Naukowcy twierdzą, że mózg osoby cierpiącej na depresję inaczej reaguje na poczucie winy, nawet po ustąpieniu objawów choroby.
Psycholodzy przez ponad rok porównywali wyniki rezonansów magnetycznych mózgów osób z historią zaburzeń depresyjnych oraz osób, które nigdy depresji nie miały. Obie grupy poproszono o wyobrażenie sobie sytuacji, w której zachowują się źle w stosunku do swoich najbliższych przyjaciół oraz opisanie doświadczanych wtedy uczuć.

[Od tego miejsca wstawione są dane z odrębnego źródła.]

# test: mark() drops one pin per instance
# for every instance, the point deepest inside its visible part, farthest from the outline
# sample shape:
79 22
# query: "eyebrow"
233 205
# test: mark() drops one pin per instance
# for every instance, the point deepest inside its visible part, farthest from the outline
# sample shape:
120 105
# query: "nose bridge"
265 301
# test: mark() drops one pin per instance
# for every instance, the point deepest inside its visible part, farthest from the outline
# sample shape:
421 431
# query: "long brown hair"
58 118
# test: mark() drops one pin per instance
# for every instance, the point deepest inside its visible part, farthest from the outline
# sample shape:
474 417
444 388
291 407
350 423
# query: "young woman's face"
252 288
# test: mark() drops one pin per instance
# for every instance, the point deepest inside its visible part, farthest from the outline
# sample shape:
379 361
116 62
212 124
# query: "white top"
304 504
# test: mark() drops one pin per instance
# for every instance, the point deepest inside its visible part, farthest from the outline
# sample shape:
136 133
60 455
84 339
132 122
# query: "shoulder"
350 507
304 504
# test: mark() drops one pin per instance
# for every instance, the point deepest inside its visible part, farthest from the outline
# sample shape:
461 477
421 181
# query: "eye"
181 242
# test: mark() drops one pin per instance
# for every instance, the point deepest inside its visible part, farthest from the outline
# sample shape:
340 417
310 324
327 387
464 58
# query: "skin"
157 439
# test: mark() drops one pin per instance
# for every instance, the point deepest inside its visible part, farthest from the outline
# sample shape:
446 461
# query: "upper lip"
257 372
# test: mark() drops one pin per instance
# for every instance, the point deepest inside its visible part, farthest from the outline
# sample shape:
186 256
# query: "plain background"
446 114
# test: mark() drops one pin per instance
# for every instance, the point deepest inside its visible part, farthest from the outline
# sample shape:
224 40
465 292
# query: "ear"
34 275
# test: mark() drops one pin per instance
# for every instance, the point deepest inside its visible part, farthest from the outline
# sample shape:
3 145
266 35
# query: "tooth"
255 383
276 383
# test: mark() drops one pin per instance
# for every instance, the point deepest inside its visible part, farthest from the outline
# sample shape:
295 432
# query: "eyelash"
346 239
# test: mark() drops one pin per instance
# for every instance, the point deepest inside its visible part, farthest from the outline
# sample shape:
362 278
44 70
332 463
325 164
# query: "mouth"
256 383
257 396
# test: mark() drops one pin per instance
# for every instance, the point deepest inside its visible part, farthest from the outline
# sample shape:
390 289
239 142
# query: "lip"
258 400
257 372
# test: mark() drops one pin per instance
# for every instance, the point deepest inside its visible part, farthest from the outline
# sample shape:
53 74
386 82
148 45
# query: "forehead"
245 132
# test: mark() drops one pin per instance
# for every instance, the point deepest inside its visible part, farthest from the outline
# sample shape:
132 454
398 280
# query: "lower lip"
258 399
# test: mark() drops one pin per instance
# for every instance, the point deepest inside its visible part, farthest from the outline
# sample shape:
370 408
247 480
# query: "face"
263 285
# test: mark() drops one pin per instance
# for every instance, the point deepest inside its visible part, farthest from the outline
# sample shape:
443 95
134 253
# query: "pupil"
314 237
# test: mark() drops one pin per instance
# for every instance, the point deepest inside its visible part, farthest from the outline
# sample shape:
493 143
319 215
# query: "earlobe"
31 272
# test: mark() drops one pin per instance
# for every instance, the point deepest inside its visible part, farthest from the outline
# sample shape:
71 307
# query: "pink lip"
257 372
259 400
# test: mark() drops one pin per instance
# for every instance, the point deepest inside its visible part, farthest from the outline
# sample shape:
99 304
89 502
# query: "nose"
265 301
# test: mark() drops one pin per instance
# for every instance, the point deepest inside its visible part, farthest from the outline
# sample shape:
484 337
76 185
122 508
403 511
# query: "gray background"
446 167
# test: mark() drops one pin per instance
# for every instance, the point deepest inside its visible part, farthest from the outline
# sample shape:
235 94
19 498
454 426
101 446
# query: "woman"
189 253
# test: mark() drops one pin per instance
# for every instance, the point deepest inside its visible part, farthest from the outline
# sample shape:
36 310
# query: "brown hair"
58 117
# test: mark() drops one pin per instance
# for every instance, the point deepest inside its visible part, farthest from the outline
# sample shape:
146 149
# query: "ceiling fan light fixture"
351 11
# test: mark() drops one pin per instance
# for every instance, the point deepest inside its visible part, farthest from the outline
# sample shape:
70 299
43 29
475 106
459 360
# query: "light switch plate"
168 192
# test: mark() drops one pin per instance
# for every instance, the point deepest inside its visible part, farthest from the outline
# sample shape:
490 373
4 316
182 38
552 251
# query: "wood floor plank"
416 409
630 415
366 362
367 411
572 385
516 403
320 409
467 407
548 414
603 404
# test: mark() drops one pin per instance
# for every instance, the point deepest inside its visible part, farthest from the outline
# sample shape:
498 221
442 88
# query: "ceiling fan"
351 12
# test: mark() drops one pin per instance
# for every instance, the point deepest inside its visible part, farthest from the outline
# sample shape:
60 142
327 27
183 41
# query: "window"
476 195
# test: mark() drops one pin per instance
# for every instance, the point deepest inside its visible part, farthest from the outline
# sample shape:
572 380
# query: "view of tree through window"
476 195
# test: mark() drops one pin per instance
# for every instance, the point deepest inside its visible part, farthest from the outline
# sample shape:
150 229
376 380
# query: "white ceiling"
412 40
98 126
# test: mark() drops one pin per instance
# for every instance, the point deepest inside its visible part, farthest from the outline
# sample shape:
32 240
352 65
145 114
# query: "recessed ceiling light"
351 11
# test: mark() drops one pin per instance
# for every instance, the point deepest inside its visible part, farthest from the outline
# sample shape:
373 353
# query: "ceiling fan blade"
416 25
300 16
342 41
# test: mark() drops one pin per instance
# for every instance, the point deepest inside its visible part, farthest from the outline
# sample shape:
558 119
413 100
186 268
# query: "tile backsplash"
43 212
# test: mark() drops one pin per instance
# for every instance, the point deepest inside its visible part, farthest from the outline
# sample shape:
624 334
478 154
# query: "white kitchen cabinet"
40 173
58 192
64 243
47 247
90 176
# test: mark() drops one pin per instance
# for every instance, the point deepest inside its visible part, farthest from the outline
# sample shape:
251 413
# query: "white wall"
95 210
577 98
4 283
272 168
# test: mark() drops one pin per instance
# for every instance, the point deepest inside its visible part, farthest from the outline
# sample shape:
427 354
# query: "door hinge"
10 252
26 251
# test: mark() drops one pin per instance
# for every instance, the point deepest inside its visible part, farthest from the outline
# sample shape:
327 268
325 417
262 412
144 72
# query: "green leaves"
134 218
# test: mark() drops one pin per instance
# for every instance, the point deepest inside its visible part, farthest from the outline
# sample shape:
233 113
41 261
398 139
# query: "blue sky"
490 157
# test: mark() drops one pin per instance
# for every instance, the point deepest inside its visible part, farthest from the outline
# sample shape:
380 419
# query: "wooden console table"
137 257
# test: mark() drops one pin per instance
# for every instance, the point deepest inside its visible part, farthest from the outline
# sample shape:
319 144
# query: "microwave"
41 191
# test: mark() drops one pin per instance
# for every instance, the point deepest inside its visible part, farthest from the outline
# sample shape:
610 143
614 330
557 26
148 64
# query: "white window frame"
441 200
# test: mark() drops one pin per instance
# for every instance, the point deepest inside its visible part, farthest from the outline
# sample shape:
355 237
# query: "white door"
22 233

Naukowcy zaobserwowali, że obrazy mózgów obu grup różniły się w obszarach związanych z poczuciem winy (pole Brodmanna 25) i wiedzą na temat zachowań społecznie akceptowanych (przednia część płata skroniowego). Przede wszystkim jednak u osób z historią depresji obszary te nie były ze sobą tak silnie skorelowane, jak w grupie kontrolnej.

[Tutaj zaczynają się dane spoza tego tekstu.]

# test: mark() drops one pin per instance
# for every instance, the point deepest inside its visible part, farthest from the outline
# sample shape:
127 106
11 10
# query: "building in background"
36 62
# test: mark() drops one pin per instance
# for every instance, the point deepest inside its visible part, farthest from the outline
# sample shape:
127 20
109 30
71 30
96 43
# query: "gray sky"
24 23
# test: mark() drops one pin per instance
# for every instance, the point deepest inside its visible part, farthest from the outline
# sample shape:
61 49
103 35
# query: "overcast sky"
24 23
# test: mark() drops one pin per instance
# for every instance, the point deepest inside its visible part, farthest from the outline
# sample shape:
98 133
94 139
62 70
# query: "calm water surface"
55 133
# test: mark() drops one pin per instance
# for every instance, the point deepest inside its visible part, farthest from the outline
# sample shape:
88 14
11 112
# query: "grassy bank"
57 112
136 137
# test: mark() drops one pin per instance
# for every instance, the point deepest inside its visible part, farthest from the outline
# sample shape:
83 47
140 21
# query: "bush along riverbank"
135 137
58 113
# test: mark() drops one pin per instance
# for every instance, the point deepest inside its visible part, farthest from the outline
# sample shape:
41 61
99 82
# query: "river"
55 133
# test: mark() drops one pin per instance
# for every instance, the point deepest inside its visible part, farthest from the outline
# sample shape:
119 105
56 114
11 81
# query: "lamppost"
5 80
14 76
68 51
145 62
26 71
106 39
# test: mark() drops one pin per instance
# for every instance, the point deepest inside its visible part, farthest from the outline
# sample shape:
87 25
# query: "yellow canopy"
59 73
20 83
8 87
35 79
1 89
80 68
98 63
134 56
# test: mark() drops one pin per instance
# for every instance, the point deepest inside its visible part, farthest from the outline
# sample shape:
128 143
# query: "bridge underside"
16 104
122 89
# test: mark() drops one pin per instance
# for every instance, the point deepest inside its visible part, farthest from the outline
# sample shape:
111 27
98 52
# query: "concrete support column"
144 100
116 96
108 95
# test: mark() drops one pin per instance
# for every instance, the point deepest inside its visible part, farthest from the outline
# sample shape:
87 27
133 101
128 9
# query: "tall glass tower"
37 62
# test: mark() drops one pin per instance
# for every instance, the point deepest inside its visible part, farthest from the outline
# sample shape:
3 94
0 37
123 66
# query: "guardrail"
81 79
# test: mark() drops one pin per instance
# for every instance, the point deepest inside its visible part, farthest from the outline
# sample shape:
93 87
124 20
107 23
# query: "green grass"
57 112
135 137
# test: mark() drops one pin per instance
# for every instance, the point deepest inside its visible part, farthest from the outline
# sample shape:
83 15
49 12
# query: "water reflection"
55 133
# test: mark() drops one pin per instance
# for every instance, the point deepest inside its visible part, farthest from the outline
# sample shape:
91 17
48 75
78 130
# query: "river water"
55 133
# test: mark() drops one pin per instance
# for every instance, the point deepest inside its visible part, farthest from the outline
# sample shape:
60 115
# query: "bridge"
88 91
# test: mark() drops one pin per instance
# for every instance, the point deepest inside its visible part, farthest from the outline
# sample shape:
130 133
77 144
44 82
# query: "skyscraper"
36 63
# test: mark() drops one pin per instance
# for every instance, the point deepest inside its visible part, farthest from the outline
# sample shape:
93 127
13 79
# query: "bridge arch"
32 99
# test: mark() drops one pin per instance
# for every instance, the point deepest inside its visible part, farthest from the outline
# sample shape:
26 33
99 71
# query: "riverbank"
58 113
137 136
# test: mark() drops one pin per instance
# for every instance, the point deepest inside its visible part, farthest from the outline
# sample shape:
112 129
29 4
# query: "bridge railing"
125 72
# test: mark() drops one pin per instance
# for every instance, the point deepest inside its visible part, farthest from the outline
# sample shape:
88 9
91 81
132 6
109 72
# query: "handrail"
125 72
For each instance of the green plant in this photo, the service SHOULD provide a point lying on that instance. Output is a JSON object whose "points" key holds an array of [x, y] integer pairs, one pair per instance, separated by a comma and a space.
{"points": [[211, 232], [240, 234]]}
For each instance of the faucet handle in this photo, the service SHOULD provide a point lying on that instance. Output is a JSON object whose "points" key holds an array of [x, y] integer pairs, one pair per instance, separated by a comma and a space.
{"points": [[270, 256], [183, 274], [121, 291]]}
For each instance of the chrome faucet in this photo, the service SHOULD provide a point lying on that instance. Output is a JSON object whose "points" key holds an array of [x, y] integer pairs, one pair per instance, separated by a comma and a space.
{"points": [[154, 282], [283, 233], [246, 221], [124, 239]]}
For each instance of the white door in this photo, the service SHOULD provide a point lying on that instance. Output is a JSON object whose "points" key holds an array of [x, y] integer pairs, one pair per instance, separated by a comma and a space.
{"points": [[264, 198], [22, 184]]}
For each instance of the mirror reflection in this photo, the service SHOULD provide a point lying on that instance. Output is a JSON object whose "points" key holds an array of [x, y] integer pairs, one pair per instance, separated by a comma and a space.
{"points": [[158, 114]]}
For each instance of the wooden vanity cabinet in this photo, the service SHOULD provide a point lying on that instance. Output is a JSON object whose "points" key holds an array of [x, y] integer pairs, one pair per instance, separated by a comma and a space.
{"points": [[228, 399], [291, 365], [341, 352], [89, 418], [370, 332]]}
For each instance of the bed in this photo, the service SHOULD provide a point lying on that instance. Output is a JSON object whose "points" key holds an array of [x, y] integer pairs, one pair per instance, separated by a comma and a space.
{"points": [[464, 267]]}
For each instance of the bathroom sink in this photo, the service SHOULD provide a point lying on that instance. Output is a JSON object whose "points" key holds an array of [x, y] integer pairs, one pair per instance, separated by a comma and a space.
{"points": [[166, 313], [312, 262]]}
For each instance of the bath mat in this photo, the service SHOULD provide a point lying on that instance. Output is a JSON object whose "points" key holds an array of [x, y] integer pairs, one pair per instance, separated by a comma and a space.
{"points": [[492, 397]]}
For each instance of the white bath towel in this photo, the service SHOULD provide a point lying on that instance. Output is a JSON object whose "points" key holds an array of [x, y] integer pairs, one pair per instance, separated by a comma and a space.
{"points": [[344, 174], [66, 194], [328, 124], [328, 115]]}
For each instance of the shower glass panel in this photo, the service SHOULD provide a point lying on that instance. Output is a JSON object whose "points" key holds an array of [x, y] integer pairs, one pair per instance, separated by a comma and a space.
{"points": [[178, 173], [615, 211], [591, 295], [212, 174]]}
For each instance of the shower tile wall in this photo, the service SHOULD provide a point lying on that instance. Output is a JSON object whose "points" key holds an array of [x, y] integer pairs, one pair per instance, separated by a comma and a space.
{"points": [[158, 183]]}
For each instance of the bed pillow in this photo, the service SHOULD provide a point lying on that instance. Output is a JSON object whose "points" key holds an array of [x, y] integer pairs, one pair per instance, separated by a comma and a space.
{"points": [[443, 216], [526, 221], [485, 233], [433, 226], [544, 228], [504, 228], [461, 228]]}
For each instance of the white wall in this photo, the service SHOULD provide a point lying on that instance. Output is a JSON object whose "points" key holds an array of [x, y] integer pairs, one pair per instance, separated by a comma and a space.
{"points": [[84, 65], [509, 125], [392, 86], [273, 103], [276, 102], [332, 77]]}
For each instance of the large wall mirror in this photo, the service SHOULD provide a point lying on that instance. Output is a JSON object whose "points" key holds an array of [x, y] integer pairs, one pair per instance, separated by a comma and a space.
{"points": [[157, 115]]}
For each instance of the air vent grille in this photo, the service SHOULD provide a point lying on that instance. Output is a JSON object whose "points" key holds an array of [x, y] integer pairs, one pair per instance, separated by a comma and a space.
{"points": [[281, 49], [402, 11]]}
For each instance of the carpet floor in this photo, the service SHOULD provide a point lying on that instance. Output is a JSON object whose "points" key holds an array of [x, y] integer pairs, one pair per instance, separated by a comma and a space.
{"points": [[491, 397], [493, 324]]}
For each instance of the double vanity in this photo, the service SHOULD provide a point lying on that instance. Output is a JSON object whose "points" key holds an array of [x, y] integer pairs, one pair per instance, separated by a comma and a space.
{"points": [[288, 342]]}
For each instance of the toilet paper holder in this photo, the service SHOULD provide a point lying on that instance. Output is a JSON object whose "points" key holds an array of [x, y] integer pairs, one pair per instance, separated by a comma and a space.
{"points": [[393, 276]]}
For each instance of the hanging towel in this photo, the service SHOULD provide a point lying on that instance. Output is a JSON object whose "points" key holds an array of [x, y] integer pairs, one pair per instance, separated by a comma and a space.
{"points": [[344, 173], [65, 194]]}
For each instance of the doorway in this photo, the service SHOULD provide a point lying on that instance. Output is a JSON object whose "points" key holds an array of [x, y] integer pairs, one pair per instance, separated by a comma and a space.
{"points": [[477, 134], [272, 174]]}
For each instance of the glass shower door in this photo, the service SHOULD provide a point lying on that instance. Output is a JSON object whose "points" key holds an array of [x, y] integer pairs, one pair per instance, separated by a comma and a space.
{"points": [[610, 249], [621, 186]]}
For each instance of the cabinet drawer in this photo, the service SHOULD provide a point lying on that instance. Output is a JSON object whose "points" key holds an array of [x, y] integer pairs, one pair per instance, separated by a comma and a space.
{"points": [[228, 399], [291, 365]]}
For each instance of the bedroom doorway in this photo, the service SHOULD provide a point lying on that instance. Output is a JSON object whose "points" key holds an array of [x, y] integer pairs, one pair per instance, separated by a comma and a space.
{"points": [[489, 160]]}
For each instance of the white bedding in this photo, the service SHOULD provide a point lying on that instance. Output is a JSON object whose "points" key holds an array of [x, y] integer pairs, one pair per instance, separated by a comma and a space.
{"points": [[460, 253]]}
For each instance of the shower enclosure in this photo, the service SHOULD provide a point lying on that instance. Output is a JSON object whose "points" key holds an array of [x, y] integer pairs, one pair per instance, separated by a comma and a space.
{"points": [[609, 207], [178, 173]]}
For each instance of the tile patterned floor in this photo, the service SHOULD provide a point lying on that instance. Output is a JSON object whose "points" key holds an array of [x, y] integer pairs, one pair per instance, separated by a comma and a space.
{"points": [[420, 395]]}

"Może to świadczyć o braku dostępu do szczegółów dotyczących tego, co dokładnie jest niewłaściwe w ich zachowaniu, gdy czują się winni, a to z kolei sprzyja rozprzestrzenieniu poczucia winy na rzeczy, za które nie ponoszą odpowiedzialności oraz obwinianiu się za wszystko - mówi prowadzący badania dr Roland Zahn. - Co ciekawe, taki brak korelacji ma miejsce jedynie wtedy, gdy osoby podatne na depresję czują się winne, ale już nie wtedy, gdy czują złość i obarczają winą innych".
"Nasze badania stanowią pierwszy dowód, że obserwacje Freuda były słuszne - wyolbrzymione poczucie winy ma kluczowe znaczenie dla zrozumienia depresji" - podsumowuje dr Zahn.